Equally important, she could develop an assertive way because the therapist accepted, understood, and validated her anger. She could not express anger because she could not permit herself to do so. This might be related to her life history and the result of learning; the compassionate attitude of the therapist for her pain encouraged her to express anger toward heartless aggression by a colleague. Such anger is related to shame and social rank which affects various social behaviours and emotions [28]. As she explained that she thought that she was not the same rank as her family because of depression. In the early stage of CFT, social rank is a heavy obstacle to asserting or expressing one’s desires, hopes, and emotions. Thus, the therapist’s compassionate attitude worked as a safety base to explore ways of emotion expression. Kolts pointed out that the function of the therapist in CFT includes being a safety haven and secure base to explore painful memories or new attempts [25]; thus, we could regard the therapist’s compassionate stance and attitudes as a secure base for her, as well as the therapist modelling compassion for her that could then be later internalised. Moreover, her anxiety about social interaction can be considered as a secondary emotion from the perspective of emotion focused therapy [29]. The anxiety was a learned reactive emotion to avoid being considered as defective and which had kept her safe from exposure to social difficulties. To reconstruct such a reactive emotion, shame should be touched within a secure, accepting therapy relationship. The reason the LSAS-J score decreased may be related to such relationships. In other words, we can understand such emotional shift as courage, which is an aspect of compassion. It is inferred that validation and understanding developed her courage that helped her to confront her internal/external difficulties and stop avoidance.

In addition, we can conjecture that the flow of compassion from therapist helped client develop compassion for herself and her mother. The previous report found that compassion from others buffers self-criticism [30] and developing one of three flows (self-to-self, other-to-self, and self-to-others) can activate other two flows of compassion in CFT theory. Lisa had difficulties in experiencing compassion for herself, but she could receive compassion from the therapist. If it seems to be difficult to develop compassion for self, compassion from others via compassionate therapeutic relationships or compassion to others can pave the way to develop compassion for self indirectly. There are useful scales in English to assess the three flows of compassion (Compassion Engagement and Action Scales; CEAS) but the Japanese version has not been developed yet [31]. In clinical work, CEAS would give therapists more meaningful information than SCS-SF.
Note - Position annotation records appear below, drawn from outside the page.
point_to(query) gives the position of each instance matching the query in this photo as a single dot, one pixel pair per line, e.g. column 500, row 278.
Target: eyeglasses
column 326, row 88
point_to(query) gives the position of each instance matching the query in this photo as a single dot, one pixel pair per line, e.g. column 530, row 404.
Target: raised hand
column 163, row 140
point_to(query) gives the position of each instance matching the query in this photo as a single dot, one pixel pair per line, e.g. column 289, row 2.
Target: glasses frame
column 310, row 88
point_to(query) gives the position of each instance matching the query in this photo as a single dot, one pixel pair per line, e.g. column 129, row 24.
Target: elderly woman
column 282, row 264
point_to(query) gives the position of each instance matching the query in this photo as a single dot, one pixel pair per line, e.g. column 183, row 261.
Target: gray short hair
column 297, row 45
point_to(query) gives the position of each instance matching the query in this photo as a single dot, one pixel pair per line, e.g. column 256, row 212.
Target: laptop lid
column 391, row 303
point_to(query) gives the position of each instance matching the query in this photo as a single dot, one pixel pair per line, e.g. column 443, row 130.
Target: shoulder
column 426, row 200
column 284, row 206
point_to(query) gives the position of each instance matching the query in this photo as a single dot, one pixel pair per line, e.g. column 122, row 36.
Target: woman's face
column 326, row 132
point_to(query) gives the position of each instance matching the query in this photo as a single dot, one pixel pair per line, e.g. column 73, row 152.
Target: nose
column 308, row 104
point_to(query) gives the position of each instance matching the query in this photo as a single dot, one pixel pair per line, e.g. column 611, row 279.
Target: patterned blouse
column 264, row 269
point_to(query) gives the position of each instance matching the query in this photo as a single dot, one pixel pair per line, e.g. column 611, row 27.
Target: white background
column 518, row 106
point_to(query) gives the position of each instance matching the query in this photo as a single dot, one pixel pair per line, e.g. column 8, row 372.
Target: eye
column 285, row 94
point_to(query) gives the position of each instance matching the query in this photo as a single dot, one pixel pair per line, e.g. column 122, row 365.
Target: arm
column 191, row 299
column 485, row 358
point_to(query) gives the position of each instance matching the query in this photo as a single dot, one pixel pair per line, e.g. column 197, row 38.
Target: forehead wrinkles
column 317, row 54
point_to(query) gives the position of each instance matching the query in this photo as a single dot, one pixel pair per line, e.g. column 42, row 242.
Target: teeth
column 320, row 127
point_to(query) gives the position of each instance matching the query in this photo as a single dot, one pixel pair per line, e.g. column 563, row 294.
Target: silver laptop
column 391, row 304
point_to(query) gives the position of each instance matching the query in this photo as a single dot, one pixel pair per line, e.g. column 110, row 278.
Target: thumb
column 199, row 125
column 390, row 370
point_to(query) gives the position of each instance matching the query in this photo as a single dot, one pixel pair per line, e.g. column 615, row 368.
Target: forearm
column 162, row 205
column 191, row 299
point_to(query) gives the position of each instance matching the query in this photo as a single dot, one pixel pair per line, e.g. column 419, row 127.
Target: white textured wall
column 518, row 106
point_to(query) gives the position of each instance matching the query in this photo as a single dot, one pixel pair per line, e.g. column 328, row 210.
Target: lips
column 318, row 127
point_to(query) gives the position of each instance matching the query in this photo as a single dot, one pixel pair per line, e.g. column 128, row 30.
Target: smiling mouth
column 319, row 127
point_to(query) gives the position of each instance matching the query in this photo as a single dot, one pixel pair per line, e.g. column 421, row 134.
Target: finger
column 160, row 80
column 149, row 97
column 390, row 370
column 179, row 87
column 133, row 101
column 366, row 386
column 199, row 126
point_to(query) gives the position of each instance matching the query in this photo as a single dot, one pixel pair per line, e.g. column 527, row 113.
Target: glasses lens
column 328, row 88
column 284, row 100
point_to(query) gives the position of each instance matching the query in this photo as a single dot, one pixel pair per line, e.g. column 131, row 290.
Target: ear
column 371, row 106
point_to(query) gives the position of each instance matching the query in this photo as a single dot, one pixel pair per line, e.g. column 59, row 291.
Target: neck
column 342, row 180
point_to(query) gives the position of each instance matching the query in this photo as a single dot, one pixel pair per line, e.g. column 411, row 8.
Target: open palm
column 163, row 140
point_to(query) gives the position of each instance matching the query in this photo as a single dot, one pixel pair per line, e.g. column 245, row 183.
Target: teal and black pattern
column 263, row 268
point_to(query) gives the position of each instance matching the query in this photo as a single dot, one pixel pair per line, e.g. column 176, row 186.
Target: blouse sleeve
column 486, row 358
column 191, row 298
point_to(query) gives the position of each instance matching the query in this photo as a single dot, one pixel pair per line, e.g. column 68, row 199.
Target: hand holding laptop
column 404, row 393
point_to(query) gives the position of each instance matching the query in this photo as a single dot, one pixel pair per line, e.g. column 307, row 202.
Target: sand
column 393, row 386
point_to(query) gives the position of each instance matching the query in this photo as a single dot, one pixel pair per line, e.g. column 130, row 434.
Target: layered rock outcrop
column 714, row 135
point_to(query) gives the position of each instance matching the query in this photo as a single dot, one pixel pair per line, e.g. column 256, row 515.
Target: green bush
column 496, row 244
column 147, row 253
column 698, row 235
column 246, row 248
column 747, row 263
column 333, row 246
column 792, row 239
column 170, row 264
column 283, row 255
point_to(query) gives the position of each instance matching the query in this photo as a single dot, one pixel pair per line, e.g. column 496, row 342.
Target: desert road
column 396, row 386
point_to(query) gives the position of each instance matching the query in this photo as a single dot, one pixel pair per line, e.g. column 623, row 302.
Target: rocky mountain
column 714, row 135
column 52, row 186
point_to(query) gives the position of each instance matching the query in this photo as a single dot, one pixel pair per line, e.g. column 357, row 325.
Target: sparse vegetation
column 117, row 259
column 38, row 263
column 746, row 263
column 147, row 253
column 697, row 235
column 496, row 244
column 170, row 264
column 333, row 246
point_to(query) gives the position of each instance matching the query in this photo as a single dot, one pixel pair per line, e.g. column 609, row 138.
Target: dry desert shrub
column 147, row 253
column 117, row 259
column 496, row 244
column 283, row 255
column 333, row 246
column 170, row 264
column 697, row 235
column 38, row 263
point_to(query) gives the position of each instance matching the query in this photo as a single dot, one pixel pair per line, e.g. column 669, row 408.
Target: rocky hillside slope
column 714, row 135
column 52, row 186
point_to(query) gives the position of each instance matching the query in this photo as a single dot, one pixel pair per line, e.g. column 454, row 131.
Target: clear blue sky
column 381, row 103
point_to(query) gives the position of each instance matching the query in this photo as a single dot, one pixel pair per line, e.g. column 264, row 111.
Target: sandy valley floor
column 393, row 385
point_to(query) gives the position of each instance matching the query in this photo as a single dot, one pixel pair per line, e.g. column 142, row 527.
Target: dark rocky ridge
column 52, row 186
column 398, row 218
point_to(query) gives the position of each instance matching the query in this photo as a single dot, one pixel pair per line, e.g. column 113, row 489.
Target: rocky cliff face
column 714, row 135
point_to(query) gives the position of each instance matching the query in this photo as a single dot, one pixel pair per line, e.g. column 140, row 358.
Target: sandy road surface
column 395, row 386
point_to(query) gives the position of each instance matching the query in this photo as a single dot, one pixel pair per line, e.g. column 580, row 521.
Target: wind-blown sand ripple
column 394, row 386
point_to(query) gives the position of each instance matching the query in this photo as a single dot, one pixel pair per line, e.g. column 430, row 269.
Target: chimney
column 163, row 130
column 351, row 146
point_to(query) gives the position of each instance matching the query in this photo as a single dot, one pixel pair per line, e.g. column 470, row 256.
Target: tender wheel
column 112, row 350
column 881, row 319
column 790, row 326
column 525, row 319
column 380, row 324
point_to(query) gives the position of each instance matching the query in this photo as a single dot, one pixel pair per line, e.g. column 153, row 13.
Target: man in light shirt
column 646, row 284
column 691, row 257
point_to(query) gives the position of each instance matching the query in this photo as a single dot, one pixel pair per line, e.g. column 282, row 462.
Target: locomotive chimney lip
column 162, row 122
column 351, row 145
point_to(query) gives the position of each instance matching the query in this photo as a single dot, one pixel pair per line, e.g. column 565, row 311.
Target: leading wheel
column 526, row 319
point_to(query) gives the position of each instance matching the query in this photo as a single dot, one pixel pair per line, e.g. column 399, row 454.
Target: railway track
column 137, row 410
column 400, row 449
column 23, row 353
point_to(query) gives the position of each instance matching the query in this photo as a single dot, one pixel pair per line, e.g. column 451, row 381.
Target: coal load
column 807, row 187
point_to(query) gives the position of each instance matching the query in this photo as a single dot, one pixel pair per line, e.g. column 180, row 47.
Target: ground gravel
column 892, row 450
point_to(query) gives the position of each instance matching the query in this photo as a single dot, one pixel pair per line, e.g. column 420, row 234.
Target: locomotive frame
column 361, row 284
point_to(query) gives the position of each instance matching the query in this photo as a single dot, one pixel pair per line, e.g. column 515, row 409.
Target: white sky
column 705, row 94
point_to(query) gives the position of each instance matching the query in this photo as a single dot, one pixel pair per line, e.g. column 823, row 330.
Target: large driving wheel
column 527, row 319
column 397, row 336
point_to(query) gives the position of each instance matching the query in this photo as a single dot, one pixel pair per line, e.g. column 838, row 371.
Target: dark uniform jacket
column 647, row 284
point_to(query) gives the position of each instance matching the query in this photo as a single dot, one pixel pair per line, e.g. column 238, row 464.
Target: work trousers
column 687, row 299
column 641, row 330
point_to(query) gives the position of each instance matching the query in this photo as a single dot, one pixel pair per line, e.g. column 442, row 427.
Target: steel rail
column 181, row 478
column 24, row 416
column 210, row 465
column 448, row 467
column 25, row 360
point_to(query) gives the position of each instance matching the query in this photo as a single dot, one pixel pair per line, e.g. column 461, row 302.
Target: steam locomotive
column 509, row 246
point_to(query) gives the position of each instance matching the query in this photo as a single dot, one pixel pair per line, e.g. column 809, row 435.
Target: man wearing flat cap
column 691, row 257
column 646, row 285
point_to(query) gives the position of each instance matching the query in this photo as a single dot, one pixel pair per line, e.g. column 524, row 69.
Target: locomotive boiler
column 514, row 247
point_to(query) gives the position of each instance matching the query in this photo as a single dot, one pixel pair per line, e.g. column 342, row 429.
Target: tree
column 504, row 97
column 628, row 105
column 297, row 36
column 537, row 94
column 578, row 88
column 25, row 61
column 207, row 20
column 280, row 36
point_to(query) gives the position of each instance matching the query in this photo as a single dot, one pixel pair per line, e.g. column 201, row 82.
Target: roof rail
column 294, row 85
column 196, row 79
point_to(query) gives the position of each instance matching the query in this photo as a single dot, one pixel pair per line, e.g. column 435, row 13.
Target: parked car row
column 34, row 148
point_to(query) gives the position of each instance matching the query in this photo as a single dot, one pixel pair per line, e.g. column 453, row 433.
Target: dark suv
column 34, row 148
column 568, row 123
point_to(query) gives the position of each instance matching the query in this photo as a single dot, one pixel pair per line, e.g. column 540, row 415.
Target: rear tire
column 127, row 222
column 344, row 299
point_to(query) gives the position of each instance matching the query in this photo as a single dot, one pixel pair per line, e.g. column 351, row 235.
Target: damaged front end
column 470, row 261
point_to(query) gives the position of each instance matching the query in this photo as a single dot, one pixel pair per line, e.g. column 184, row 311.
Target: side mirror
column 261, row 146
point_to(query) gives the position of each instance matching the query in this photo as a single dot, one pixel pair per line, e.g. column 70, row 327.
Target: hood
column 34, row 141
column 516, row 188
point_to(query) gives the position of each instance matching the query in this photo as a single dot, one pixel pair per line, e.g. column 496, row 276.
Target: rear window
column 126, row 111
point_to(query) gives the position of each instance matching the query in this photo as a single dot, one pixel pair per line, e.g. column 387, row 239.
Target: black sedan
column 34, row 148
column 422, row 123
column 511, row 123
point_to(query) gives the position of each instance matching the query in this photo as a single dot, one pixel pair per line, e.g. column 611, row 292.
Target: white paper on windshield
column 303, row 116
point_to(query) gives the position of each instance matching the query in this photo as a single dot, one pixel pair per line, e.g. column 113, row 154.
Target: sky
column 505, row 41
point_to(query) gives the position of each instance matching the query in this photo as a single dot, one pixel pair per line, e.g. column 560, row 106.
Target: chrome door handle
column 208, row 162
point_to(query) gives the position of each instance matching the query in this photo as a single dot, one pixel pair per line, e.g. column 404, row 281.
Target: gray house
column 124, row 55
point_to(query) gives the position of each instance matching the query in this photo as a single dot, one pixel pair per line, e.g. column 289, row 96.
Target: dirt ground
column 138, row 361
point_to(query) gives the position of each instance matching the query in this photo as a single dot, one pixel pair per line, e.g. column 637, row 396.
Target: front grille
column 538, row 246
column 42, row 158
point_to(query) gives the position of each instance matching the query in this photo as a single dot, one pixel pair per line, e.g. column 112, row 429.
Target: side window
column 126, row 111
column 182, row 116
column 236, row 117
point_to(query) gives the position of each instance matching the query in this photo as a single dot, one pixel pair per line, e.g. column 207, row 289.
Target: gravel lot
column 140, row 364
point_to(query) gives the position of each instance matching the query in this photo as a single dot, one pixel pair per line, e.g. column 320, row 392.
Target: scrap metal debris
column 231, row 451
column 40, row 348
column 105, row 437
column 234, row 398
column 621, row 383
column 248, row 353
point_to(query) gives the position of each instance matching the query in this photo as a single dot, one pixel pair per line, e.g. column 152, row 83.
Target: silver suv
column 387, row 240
We can propose the potential effectiveness and feasibility of CFT in Japanese treatment settings, but it is not rooted in particular stand-alone interventions involving compassion. The organization of all CFT components (relationship, psychoeducation, case formulation, and so on) can facilitate the effectiveness of techniques or exercises in developing compassion.

4. Conclusion

We introduced a case of CFT of a Japanese patient with repetitive major depression. We illustrated an example which supports the effectiveness of CFT for chronic psychological problems. CFT may be as effective for Japanese people as in the UK, and it could be considered a reliable choice of treatment not only of depressive symptoms but also anxiety.

Conflicts of Interest

There are no conflicts of interest regarding the publication of this article.